Assange has repeatedly said the Russians had nothing to do with the documents Wikileaks made public, and as we and others have reported, a former UK ambassador said he personally received the documents from a disgruntled DNC insider.

Nevertheless, many — including the so-called mainstream media — continue to push the Russia-hacking story.

Meanwhile, Sen. John McCain, R-Ariz., and his ever-present lapdog, Sen. Lindsey Graham, R-S.C., seem to be salivating at the prospect of war with Russia.

The Hill reported:

Sen. John McCain (R-Ariz.), chairman of the Armed Services Committee, told a Ukrainian news outlet that there should be a “price to pay” for Russian interference in the U.S. election.

“When you attack a country, it’s an act of war,” McCain said in an interview with a Ukrainian TV channel while visiting Kiev, according to Reuters.

“And so we have to make sure that there is a price to pay, so that we can perhaps persuade the Russians to stop these kind of attacks on our very fundamentals of democracy.”
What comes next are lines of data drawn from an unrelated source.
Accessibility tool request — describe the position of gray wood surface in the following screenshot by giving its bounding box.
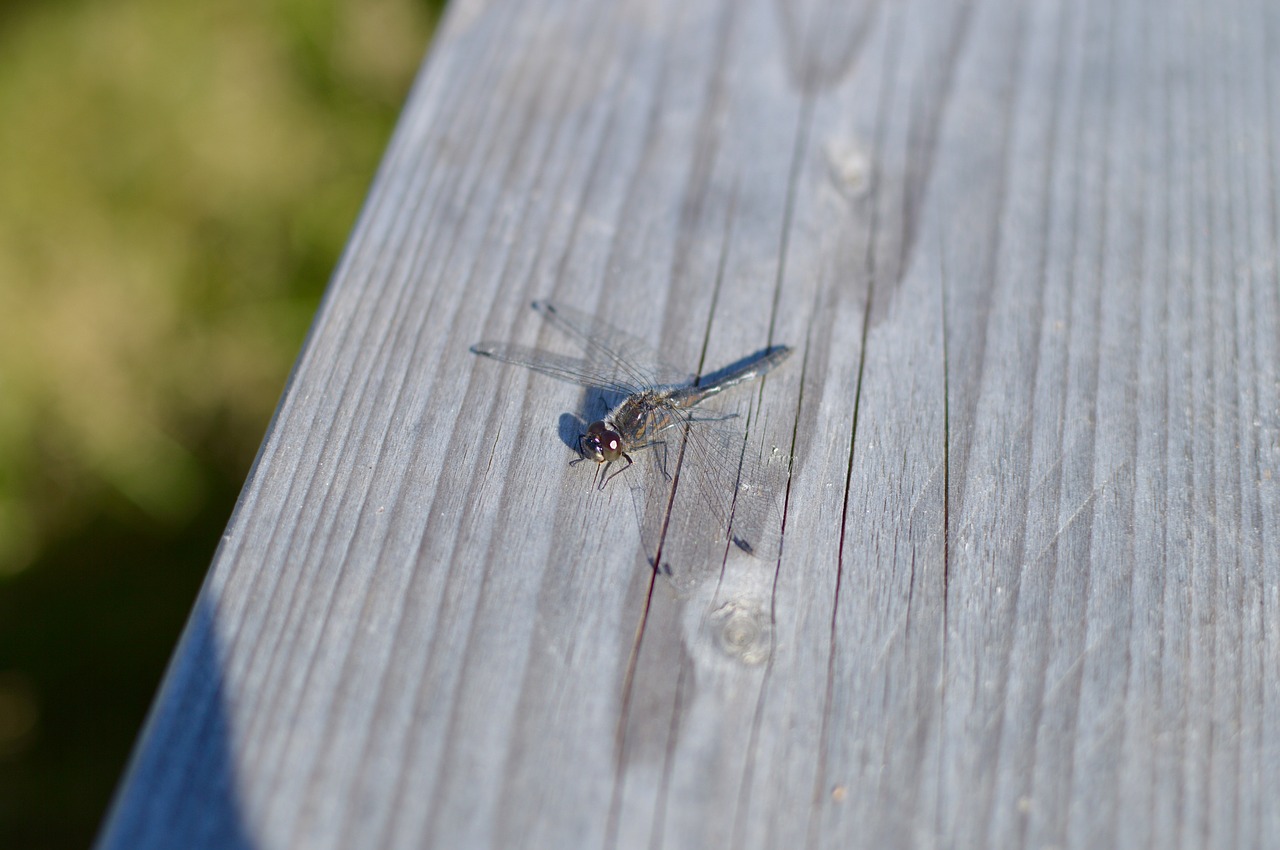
[100,0,1280,849]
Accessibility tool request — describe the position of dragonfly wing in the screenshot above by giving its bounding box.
[534,301,692,387]
[471,342,640,396]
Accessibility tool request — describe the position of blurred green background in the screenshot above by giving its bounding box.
[0,0,443,849]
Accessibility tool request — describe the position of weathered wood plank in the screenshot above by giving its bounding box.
[101,0,1280,847]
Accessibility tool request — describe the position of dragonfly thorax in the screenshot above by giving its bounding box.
[579,420,623,463]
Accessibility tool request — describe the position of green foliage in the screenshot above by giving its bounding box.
[0,0,439,846]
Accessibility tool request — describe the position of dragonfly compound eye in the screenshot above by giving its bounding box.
[582,422,622,463]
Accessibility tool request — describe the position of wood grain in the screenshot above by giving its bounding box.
[100,0,1280,849]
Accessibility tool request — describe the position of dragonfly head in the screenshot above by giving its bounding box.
[577,420,622,463]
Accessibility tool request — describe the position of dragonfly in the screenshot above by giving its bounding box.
[471,301,791,558]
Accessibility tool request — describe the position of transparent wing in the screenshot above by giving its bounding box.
[534,301,694,387]
[632,394,791,591]
[471,342,643,396]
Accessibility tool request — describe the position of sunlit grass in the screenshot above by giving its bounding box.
[0,0,442,847]
[0,0,431,573]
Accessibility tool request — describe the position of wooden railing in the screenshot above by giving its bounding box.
[101,0,1280,849]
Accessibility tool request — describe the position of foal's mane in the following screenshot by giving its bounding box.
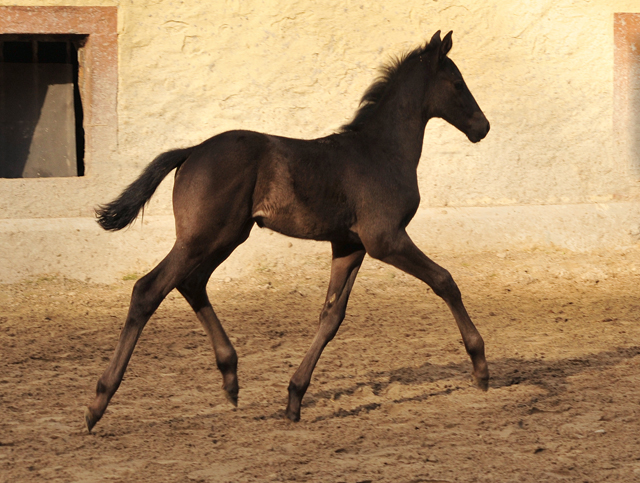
[339,42,430,133]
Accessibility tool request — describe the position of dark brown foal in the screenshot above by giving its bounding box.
[85,32,489,431]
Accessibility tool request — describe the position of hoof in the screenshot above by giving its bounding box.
[473,376,489,391]
[284,410,300,423]
[84,408,100,433]
[222,389,238,408]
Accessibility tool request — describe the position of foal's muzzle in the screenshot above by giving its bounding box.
[467,111,491,143]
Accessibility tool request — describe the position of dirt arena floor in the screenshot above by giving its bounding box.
[0,248,640,483]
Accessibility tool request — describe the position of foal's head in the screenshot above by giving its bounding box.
[421,30,489,143]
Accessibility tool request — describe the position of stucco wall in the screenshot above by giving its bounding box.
[0,0,640,281]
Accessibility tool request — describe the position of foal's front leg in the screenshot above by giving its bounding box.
[367,231,489,391]
[285,243,366,421]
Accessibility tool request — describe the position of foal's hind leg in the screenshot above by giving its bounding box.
[367,231,489,391]
[285,244,366,421]
[177,257,239,406]
[85,243,204,431]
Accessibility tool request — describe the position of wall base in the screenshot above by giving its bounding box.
[0,203,640,283]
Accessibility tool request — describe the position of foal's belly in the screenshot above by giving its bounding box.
[253,203,359,243]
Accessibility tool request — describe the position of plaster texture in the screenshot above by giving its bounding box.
[0,0,640,282]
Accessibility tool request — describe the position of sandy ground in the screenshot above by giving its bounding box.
[0,248,640,483]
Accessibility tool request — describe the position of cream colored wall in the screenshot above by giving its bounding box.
[0,0,640,279]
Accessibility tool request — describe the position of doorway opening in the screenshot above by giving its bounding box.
[0,34,88,178]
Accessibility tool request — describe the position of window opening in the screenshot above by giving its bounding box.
[0,34,87,178]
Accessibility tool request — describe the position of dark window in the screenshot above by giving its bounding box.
[0,34,86,178]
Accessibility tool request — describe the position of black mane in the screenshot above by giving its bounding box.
[339,43,436,133]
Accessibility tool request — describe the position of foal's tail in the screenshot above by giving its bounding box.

McCain, along with Sen. Lindsey Graham (R-S.C.), has been one of the toughest GOP voices on Russia. He has pushed for President-elect Donald Trump to be tough on Russia after he takes office, while Trump has struck a friendlier tone toward Moscow.

McCain, The Hill added, “scheduled hearings on cyberthreats to the U.S. for Thursday.”

Trump, however, has said he has information that he will make known sometime this week, perhaps on Tuesday or Wednesday.